2015 QPRC

Bayesian Analysis of Definitive Screening Designs With Nonnormal Responses.

Víctor M. Aguirre
Statistics Department,
Instituto Tecnológico Autónomo de México (ITAM)
 Río Hondo #1
México, D.F. 01080
MEXICO

Abstract:
    Definitive Screening Designs (DSDs) are a class of experimental designs that estimate linear, quadratic and interaction effects with little experimental effort. The main effects are completely independent of two factor interactions and quadratic effects. These interactions are not completely confounded with other interactions, and quadratic effects are estimable. The number of experimental runs is twice the number of factors of interest plus one. Many industrial experiments involve nonnormal responses. Generalized linear models (GLMs) are a useful alternative for analyzing these kind of data. The analysis of GLMs is based on asymptotic theory, something very dubious for the DSD that takes into account six factors and and has only thirteen experimental runs. So far analysis of DSDs consider a normal response.

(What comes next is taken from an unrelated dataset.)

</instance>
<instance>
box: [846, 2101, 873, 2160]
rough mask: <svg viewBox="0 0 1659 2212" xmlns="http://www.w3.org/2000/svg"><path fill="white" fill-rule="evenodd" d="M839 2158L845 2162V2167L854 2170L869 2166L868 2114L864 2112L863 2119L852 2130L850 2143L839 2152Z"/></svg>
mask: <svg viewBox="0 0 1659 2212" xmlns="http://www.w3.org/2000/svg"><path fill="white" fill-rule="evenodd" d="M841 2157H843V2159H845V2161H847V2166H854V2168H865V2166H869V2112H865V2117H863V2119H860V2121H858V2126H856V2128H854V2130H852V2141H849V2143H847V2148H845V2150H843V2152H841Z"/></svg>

In this work, we show a five step strategy that makes use of tools coming from the Bayesian approach to analyze this kind of experiments when the response is nonnormal. We consider the case of binomial, gamma and Poisson responses without having to resort to asymptotic approximations. The strategy takes into account the posterior distribution of effects, posterior odds that effects are active, and posterior probability intervals for the effects to evaluate significance of the effects.